Page 1 of 1

Project: 16451 (Run 48, Clone 1, Gen 56) Domain

Posted: Fri Jun 19, 2020 4:24 pm
by HendricksSA
This project 16451 caused a domain decomposition error with 48 cpus. As r2w_ben has suggested for other problem children in the past, I tried it at 45. It runs perfectly with 45 cpus. I searched for 16451 reports and didn't find any but announcements. I'm not sure how this made it to gen 56 without triggering an error. Just letting y'all know. I can post appropriate logs if anyone needs the specifics.

Re: Project: 16451 (Run 48, Clone 1, Gen 56) Domain

Posted: Sat Jun 20, 2020 11:15 pm
by _r2w_ben
The sample I have of p16451 would run on 48 threads. There are rare work units where the atoms have moved enough that the box changes shape or the estimated PME load changes.

For 4x4x3 projects, 48 works when PME load is around 0.18. Once it drops towards 0.17, these CPU counts no longer work: 24, 30, 36, 48, 54, and 60. Temporarily decreasing to 21, 27, 32, or 45 in those scenarios should allow the work unit to finish.
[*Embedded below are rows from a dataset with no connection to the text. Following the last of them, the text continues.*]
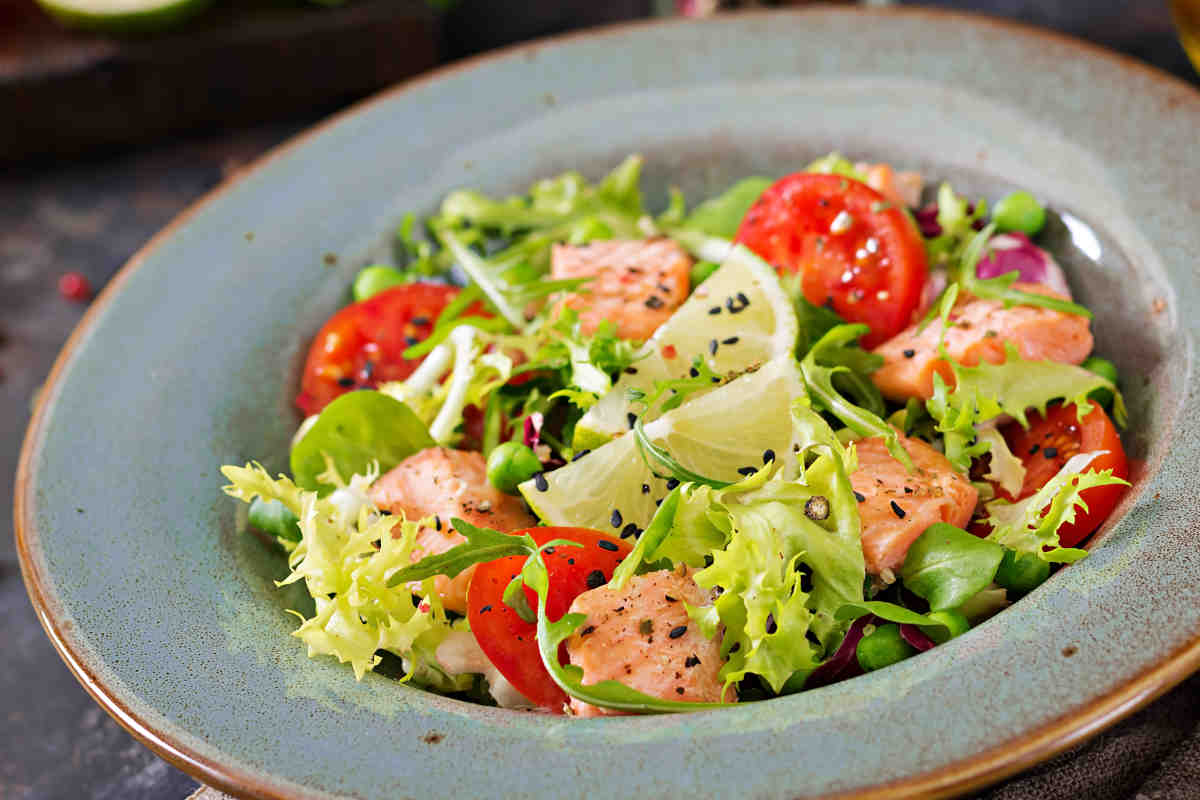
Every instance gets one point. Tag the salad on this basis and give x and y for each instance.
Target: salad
(576, 457)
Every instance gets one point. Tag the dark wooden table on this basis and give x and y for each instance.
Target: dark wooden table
(91, 214)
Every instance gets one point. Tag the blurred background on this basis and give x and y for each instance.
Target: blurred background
(113, 122)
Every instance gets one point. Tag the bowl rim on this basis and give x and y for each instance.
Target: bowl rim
(976, 771)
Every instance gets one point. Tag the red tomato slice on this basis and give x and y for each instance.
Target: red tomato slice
(1054, 439)
(363, 344)
(509, 642)
(851, 246)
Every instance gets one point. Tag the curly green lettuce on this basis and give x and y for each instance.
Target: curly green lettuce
(346, 557)
(1031, 525)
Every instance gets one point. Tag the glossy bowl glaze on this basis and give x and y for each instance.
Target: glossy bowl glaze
(160, 602)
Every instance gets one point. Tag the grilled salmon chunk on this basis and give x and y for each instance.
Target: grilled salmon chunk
(978, 330)
(897, 506)
(641, 636)
(444, 483)
(635, 283)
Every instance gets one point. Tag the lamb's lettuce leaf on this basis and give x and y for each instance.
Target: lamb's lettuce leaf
(354, 431)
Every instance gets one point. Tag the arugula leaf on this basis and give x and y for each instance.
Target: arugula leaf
(819, 379)
(1000, 287)
(1023, 527)
(483, 545)
(357, 429)
(946, 565)
(606, 693)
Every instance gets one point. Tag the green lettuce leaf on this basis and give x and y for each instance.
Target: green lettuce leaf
(989, 390)
(835, 347)
(1023, 527)
(346, 557)
(947, 566)
(354, 431)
Re: Project: 16451 (Run 48, Clone 1, Gen 56) Domain

Posted: Mon Jun 22, 2020 6:34 am
by foldy
Maybe that would be a workaround for the problem in some work units if fahcore would itself downscale the number of threads when this error occurs?
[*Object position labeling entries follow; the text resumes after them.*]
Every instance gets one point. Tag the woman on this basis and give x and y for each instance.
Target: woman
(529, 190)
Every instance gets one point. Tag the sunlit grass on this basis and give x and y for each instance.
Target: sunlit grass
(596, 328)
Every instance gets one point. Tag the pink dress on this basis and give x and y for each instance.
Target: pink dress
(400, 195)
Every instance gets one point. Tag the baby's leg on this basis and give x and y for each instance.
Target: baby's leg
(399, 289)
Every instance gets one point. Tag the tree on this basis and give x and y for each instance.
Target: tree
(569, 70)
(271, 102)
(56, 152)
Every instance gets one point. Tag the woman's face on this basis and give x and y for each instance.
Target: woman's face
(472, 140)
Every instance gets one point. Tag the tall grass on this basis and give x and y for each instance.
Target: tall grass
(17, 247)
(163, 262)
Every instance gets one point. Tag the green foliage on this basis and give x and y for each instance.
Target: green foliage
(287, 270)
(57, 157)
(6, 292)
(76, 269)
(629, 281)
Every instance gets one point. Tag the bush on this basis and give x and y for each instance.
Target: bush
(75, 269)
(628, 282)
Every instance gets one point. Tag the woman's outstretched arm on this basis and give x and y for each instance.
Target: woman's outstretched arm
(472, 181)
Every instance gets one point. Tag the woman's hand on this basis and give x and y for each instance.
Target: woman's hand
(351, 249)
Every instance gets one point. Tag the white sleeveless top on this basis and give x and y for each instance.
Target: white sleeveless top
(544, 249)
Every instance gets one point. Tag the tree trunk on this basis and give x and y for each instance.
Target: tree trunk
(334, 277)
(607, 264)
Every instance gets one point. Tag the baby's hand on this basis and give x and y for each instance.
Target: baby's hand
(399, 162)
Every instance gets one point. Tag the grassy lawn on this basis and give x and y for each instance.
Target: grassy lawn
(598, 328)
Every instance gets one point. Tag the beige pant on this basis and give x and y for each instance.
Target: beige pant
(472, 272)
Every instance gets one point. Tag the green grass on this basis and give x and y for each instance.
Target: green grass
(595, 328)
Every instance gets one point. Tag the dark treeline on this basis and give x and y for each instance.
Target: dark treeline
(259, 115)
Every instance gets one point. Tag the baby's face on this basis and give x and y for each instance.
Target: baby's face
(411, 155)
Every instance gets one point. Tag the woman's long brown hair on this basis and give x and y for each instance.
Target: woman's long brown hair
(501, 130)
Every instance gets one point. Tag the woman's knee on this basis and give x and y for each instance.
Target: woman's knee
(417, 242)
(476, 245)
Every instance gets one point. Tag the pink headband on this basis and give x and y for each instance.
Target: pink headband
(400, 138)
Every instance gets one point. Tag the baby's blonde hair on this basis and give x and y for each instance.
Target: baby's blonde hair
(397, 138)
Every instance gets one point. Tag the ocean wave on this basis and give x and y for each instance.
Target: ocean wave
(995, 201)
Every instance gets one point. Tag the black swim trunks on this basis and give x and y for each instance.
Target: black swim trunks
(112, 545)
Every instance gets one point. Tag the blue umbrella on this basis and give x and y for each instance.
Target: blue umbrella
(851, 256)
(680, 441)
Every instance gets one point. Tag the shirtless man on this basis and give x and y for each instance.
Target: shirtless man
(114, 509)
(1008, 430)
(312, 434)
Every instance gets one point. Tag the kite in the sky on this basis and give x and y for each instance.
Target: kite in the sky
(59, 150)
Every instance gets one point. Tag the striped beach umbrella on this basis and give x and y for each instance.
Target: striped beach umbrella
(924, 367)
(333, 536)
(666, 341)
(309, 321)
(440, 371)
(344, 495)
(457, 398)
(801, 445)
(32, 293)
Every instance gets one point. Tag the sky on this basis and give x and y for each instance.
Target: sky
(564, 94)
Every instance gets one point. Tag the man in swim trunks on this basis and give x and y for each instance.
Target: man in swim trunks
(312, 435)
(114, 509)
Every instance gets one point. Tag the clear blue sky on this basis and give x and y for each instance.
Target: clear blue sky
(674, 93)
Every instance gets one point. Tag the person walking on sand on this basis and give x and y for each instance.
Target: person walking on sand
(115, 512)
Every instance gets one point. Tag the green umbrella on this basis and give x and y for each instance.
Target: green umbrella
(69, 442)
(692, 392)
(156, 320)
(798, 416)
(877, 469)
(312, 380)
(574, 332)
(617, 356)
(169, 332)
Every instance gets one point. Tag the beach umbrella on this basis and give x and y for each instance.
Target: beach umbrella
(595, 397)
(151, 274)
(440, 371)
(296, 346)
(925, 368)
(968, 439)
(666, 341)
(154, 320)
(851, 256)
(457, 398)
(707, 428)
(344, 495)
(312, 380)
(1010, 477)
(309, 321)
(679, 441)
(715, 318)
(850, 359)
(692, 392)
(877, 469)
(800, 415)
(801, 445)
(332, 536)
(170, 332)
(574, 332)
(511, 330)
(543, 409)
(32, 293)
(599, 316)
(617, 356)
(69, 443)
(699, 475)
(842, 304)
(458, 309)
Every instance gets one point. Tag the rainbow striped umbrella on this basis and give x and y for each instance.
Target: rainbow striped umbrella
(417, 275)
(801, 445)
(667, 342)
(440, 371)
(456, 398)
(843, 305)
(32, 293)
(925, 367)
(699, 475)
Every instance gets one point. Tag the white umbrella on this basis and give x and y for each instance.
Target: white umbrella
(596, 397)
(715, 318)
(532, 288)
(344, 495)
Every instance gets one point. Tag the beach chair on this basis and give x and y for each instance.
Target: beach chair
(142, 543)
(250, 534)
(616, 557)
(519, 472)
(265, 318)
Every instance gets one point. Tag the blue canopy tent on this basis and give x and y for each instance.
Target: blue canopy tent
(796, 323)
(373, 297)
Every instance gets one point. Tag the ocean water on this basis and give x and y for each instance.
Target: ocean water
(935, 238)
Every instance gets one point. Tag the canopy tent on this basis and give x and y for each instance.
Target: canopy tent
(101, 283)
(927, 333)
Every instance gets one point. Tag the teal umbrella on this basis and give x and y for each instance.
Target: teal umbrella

Re: Project: 16451 (Run 48, Clone 1, Gen 56) Domain

Posted: Mon Jun 22, 2020 1:57 pm
by Joe_H
Yes, that has been suggested and is being investigated. But it is not just a change to the core, but also to the FAHCoreWrapper process it runs within. It would have to capture the domain decomposition error and restart the CPU core with the changed core count. It would also have to do this in a way that does not trigger the max error threshold and cause the WU to be returned as faulty.

But as mentioned the bounding box can change in size during folding. That and the distribution between regular processing threads and PME threads for thread counts over 18-20 possibly shifting can make it a bit complicated.

Re: Project: 16451 (Run 48, Clone 1, Gen 56) Domain

Posted: Mon Jun 22, 2020 8:48 pm
by HendricksSA
_r2W_ben and Joe_H, 16451 behaved normally after this one work unit. I picked up eight more 16451s over the last two days and all ran perfectly with 48 threads. The domain decomposition problem is going to be a tough one to solve. Thank goodness it does not happen constantly - hats off to the beta crew and staffers for insulating us from this for the most part.